Why a book? Because a book has the space to provide the depth that the news media misses. The daily nature of media means they can’t offer real analysis because they don’t have the time. Sommerville offers a number of contrasting headlines throughout his book to make this point:
Washington Post, October 25, 1988: 
“Prosperity Eludes Grenada 5 Years After Invasion”
New York Times, same day: 
“5 Years Later, Grenada Is Tranquil and Thriving”
New York Times, March 24, 1989: 
“In Autos, U.S., Makes Strides”
Same paper, same day: 
“U.S. Vehicle Sales Are Sluggish”
Wall Street Journal, September 12, 1989: 
“Scores on College Entrance Tests Fall”
USA Today same day: 
“SAT Scores End ‘80s Up”
New York Times, same day: 
“Minority Students Gain on College Entrance Tests”
Westchester-Rockland Daily News, same day: 
“SAT Scores Take Dip for Women, Minorities”

Which of these papers got it right? If you’re relying only or primarily on these papers to keep you informed, then you’re obviously in trouble.

Too Fast

The emphasis on immediacy and up-to-the-minute reports guarantees that news will be over-hyped. Remember the “Three Mile Island Disaster” No one died; no real disaster occurred. A more appropriate headline, looking back, would have been “Three Mile Island Scare.” But that would have been too dull. Added hype is added sales.

The need for speed also leads to the use of shorter words in headlines. Sommerville uses the example of the word “cut” (as in “Budget Cut”) in his book. It’s a short word, and it gets the reader’s attention but it doesn’t always mean what the reader thinks. Some cuts are merely lower than average increases (and this is particularly true in any story you read about education budget "cuts"). These short words add to the ambiguity in newspapers and “cut” down on the actual information we receive.

Harm the News Does

All these problems undermine the informative nature of news, but can watching the news actually harm us?

Well, we’ve already seen how the media’s focus on change promotes anti-Christian ideals. The same holds true when the media pretends to be unbiased. When one person emphatically states the economy is going up, you can be sure the media will find someone to state the opposite. Now if the media was truly unbiased it would seek the truth, but instead it merely seeks disagreement. Obviously only one of these two economic experts can be right, but by showing both sides the media makes it seem as if all viewpoints are equally valid, and that there is no absolute truth. This again is in direct opposition to our Christian worldview.
The news media also hurt our governments. While the media likes to promote itself as a watchdog carefully monitoring the government for us, the truth is quite different. An effective government that goes about its business and doesn’t change too much, and doesn’t hand out much money will never make the news…until they mess up something. Then they’ll make the news but for all the wrong reasons. Voters will hear about the scandal, but they won’t know anything about all the quiet good the government has done in the past.

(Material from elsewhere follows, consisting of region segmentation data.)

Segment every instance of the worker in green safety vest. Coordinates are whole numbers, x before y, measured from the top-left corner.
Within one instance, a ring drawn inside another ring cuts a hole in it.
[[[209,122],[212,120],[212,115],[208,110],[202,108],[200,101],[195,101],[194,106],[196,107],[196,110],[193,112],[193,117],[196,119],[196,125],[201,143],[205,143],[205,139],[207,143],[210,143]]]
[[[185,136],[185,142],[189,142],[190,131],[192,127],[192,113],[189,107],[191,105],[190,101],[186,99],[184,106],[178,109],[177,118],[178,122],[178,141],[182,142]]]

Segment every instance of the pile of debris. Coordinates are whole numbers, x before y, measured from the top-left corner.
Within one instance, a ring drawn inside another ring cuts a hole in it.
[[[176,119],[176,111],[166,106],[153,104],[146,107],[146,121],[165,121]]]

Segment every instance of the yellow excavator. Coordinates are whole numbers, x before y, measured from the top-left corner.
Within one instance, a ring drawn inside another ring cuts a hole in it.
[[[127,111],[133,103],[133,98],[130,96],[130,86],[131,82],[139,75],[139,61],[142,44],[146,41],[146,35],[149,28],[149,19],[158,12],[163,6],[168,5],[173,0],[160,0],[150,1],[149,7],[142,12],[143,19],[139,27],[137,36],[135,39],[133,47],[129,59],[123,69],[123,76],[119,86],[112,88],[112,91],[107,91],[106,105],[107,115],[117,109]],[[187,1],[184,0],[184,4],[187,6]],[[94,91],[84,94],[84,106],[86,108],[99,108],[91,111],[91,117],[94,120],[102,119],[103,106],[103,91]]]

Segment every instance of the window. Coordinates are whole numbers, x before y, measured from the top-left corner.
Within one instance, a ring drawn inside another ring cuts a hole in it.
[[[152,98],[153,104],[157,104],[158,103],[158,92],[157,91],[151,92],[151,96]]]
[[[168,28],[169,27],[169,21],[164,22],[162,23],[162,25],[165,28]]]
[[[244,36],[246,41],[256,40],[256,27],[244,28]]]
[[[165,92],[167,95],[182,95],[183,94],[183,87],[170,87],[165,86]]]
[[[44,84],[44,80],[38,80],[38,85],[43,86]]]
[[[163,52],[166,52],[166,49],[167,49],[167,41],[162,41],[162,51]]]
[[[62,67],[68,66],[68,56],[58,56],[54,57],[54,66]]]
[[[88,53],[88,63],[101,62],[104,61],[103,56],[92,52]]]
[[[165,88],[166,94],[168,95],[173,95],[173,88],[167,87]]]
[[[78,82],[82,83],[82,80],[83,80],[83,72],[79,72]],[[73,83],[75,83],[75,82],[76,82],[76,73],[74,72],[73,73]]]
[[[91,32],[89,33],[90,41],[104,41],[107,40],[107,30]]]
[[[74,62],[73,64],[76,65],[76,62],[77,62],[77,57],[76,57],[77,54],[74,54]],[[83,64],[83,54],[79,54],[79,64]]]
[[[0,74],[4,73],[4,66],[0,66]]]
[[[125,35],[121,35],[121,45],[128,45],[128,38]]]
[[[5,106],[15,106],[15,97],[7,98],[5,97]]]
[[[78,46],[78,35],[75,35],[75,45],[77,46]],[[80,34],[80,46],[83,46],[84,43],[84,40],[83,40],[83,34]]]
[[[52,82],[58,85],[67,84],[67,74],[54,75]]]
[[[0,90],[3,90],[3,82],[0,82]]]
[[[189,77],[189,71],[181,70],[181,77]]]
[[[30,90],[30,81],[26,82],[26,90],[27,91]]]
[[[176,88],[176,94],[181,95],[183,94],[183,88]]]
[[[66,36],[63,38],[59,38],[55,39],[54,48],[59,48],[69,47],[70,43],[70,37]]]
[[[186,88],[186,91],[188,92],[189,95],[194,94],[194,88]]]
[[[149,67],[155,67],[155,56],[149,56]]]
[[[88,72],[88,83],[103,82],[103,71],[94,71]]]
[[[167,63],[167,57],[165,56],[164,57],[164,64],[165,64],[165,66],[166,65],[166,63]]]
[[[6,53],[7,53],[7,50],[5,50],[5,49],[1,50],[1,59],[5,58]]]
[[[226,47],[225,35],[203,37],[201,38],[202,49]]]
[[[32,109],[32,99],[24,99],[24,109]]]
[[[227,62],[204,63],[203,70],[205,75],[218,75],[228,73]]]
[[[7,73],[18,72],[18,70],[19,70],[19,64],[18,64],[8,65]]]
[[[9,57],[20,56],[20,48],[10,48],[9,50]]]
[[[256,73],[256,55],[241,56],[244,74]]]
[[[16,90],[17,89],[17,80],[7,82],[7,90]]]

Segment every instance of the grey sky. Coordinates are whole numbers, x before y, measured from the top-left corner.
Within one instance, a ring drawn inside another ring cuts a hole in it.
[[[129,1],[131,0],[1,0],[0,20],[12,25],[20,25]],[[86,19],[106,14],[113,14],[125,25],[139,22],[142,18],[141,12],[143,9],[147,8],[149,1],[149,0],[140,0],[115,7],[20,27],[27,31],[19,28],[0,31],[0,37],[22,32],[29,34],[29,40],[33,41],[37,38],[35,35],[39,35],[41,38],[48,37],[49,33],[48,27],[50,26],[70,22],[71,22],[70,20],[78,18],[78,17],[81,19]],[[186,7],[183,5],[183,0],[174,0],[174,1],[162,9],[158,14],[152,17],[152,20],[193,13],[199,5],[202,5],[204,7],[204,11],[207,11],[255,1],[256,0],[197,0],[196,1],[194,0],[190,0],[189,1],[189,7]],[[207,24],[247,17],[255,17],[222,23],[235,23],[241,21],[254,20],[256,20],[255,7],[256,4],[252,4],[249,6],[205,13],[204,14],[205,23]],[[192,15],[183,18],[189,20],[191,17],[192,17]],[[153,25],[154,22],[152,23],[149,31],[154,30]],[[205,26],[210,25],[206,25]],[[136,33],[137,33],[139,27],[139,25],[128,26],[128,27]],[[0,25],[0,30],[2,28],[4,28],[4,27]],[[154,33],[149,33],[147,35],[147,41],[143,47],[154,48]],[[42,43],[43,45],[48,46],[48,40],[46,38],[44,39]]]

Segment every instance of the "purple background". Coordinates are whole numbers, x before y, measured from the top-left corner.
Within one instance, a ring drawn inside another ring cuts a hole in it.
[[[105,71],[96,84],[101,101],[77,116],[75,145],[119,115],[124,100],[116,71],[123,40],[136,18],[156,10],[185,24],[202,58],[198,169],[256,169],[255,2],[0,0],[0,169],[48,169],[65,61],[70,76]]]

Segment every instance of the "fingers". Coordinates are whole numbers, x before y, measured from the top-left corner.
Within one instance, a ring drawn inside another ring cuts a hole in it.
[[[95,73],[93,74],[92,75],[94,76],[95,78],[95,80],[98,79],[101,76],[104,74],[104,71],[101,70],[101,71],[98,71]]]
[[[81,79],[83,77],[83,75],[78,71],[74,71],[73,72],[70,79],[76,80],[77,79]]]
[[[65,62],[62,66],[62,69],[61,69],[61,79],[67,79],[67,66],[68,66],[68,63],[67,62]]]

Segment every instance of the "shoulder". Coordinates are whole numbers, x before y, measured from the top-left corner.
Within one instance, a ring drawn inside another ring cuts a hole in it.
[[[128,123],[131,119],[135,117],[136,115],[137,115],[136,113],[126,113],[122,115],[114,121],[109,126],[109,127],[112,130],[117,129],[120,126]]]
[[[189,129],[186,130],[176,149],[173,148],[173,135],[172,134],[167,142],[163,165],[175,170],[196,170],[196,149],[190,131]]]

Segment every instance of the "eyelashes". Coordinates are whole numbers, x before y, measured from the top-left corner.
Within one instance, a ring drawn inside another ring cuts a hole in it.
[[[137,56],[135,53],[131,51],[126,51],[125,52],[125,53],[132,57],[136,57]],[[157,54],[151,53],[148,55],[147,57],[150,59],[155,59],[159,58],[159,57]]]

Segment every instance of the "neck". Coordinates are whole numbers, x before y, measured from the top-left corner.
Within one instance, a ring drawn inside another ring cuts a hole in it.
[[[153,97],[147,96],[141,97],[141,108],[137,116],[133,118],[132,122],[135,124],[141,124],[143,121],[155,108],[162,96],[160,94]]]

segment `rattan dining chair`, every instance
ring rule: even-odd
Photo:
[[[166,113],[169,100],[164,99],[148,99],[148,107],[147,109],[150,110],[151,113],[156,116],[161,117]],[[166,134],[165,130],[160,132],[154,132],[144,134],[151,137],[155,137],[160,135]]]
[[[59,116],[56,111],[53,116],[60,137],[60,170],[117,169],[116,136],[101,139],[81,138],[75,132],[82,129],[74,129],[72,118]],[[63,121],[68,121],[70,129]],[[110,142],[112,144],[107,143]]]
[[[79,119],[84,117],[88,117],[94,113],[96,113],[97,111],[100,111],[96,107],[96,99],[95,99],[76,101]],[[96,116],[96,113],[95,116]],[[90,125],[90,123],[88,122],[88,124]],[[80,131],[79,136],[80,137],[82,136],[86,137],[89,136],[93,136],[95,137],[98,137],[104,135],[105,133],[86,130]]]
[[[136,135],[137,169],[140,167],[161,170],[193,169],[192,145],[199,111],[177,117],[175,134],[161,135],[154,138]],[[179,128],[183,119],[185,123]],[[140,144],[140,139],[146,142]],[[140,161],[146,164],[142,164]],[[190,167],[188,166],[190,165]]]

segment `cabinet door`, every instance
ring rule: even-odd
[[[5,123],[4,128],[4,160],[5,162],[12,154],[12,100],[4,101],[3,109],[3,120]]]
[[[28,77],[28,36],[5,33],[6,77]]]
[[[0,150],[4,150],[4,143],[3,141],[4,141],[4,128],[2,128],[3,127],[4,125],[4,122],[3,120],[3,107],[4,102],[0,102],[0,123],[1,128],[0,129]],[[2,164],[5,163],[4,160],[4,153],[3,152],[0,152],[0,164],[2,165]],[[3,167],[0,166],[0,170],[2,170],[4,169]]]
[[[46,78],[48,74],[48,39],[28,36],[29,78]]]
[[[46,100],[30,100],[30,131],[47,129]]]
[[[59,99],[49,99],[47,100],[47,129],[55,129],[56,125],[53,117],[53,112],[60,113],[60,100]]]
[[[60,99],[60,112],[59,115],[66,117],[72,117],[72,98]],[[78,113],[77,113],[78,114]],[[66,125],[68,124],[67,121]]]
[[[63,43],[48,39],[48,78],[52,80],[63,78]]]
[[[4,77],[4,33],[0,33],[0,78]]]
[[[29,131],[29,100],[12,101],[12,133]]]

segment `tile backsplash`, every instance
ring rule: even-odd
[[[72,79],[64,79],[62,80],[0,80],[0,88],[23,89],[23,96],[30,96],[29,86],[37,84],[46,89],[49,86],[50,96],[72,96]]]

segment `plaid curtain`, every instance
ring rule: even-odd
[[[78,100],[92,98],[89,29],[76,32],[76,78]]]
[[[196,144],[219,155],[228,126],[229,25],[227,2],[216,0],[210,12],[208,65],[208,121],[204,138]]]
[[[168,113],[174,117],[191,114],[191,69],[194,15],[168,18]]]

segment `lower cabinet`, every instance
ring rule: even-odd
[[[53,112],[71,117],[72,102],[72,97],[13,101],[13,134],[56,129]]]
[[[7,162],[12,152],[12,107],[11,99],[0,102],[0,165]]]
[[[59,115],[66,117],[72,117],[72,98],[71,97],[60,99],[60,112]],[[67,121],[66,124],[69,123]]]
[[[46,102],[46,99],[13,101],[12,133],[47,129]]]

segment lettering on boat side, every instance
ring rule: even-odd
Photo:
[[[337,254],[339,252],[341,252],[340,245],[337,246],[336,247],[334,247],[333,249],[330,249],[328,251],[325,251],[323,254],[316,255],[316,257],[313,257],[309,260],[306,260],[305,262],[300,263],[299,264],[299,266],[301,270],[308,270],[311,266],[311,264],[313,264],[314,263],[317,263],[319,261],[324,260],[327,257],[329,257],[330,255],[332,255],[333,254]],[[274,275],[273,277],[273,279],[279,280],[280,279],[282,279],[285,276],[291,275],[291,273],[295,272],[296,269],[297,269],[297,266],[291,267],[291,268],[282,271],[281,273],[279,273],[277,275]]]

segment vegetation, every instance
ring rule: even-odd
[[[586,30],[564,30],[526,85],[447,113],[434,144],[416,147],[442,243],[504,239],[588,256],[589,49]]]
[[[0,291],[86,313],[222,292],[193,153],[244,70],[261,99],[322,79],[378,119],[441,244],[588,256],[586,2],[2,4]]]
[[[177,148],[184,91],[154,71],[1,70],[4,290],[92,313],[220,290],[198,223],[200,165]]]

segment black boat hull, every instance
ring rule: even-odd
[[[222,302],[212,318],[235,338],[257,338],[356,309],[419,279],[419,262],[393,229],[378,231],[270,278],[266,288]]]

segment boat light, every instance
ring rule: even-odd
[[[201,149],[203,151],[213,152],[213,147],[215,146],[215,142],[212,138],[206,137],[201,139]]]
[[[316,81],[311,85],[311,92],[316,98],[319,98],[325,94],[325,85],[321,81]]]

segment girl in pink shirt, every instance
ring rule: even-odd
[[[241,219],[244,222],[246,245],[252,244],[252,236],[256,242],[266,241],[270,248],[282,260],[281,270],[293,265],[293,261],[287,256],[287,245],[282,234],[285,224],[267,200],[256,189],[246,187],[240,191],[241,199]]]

To counter this negative publicity the government will become more inclined to change things and start handing out money. And if they hand out enough money, and pass enough laws, maybe the public will forget about the scandal.

And so the media, by their very nature, encourage big interfering governments.


When I started reading Sommerville’s book I was also reading four newspapers a day. The four newspapers didn’t leave me with much time to read anything else so it took me almost three weeks to read the first half of the book. At the halfway mark I cut down to only one paper a day and managed to finish the book in another couple of days.

I’m still a news addict, so each day I still hit more news websites than I probably need to, but because I have cut down my overall news intake I have found more time to read better material. Sommerville’s book also forced me to evaluate the news I do read in a much more critical light. I would recommend this book as a must read for anyone addicted to their daily dose of news.